Repouso mínimo, a poesia
Sirvo-me uma ótima bebida
Azeitonas de tira gosto
Quanto menos contemos os impulsos, mais animalescos e deliciosos parecem ser nossos prazeres.
Eu bem quis enfiar um monte de azeitona na boca e me embriagar de excesso
Mas tinha caroço.
De certo, morreria engasgado
Comecei a ser lembrado
Do que me trouxe até aqui
Eu pedi tanto ao meu corpo:
- Corpo, não me trai
Se mantém firme
não decai
Que eu nunca precisei tanto de ti, corpo.
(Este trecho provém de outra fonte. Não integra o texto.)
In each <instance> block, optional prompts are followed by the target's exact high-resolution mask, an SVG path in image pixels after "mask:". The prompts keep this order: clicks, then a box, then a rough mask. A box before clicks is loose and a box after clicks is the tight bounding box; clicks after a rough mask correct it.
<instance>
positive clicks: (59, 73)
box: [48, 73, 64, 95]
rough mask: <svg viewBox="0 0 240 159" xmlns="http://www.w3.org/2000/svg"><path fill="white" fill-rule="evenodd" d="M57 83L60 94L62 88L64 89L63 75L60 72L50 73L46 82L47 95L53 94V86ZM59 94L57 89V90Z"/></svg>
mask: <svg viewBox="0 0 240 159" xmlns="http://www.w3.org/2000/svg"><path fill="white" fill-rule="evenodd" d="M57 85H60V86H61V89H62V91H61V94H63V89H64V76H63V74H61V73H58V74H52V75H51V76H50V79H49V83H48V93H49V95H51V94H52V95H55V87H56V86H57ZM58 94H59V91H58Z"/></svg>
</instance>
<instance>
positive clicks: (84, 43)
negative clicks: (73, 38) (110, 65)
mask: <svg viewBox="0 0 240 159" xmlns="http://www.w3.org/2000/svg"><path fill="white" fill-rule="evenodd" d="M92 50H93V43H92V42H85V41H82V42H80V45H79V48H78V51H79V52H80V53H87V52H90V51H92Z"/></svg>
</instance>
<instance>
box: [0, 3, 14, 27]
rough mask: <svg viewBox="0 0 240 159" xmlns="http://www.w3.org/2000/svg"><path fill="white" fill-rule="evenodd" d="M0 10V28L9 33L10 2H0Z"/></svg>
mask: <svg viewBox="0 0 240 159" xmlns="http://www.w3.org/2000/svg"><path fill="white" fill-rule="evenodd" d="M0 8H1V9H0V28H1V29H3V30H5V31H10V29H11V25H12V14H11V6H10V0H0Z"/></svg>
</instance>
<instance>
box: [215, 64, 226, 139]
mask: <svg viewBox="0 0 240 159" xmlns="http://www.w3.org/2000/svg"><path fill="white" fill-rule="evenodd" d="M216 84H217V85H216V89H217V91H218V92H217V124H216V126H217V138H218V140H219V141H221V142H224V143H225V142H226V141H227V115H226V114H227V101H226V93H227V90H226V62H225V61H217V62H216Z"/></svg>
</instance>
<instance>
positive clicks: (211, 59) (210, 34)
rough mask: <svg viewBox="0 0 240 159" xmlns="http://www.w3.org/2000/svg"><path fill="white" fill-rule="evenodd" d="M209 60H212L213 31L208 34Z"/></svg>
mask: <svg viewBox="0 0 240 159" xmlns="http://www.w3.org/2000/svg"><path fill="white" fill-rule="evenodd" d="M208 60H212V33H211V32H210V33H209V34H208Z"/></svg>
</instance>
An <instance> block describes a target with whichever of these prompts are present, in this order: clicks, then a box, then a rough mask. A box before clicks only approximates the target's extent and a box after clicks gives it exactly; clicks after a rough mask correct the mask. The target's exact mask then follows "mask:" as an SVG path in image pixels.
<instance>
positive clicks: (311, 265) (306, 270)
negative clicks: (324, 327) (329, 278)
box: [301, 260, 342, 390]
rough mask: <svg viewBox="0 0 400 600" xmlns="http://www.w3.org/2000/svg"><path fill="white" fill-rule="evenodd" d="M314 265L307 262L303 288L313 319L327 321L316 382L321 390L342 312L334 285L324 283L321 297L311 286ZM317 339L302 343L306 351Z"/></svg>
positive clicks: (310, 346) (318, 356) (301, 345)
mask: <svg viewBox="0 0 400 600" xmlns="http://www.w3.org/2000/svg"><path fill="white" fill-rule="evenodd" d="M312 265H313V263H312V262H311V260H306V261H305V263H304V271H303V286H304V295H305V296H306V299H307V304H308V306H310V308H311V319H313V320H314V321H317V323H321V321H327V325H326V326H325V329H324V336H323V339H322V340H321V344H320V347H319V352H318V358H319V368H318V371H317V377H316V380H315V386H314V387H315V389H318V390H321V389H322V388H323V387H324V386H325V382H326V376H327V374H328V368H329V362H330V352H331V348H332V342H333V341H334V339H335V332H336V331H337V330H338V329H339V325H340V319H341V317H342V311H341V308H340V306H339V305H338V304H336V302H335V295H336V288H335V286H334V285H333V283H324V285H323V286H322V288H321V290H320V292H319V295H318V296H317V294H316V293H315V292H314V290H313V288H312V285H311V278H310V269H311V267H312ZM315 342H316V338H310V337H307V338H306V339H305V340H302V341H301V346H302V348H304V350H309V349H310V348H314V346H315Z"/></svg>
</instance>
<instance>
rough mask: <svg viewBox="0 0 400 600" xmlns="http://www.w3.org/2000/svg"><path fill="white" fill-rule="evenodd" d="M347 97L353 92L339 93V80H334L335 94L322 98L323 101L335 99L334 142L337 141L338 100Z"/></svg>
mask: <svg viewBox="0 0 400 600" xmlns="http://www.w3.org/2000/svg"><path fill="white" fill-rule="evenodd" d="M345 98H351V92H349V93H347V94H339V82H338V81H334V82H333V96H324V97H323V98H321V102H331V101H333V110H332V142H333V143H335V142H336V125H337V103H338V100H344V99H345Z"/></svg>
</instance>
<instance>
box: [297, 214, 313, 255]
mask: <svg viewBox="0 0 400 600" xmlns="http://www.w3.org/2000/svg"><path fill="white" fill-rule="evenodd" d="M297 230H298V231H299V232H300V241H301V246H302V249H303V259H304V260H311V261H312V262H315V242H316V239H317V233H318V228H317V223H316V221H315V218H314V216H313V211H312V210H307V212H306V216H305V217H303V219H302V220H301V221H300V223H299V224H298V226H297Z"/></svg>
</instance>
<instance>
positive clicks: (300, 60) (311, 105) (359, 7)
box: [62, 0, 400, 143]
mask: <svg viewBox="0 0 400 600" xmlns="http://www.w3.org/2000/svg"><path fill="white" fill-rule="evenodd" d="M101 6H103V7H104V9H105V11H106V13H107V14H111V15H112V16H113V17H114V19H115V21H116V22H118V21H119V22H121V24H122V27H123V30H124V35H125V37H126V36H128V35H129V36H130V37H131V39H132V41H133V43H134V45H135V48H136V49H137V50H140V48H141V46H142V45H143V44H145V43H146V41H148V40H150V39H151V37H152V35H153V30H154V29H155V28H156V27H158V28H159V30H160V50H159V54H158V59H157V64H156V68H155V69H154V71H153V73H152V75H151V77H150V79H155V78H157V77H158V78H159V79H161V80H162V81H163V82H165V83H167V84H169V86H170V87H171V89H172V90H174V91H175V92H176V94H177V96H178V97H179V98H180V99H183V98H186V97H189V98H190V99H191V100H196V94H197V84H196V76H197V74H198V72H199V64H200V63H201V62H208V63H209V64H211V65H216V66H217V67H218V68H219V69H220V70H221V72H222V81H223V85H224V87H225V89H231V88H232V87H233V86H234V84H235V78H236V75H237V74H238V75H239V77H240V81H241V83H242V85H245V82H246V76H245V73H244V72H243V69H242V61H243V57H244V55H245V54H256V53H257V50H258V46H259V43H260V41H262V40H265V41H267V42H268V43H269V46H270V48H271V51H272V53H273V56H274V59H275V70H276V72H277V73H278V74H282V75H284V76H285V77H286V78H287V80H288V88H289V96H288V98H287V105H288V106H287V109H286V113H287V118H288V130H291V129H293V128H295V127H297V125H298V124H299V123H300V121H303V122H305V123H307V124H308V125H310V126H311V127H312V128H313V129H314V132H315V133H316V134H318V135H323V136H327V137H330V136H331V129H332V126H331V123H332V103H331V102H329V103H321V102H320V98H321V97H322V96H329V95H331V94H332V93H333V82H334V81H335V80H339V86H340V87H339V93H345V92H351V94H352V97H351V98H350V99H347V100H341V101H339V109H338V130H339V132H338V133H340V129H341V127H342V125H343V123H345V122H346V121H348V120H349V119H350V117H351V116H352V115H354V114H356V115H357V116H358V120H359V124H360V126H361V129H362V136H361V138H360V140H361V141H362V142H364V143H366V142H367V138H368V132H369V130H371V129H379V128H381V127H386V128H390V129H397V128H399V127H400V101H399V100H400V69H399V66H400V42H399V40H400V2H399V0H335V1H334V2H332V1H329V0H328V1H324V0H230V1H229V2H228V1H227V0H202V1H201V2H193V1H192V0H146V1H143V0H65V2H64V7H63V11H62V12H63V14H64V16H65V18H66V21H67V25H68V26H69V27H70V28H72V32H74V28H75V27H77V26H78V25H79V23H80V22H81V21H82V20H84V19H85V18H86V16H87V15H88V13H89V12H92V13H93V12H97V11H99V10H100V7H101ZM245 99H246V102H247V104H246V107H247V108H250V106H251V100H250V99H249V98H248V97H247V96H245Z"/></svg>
Eis que de repente, na eminência de perder tudo
Lanço-me com todo o vigor que me resta, não muito,
Pra pegar o penúltimo ônibus que saiu de meu terminal.
Meu corpo não chega. Perco
Tornozelo lateja. Percebo
- Não me trai, corpo
Ainda tem muito chão pra azeitona
Tanto pra carregar
Aguenta mais um pouco
Bem sei
Não te bonifiquei com repouso merecido
Bem sei
Eu te neguei o gozo requerido
Bem sei
Mas não me trai, corpo
Desço na avenida
Passo por uma favela
Linda de ver naquela hora.
Do portão, a mulher de camisola se esgueira a atrás do portão
Chamando alto a menina que jogava bola de gude descalça no chão de barro.
- Açucena!
A menina fingiu não ouvir até onde pôde
Entre muxoxos e resmungos, a mulher grita pra menina
Pra que a menina corresse até a esquina pra chamar Paloma.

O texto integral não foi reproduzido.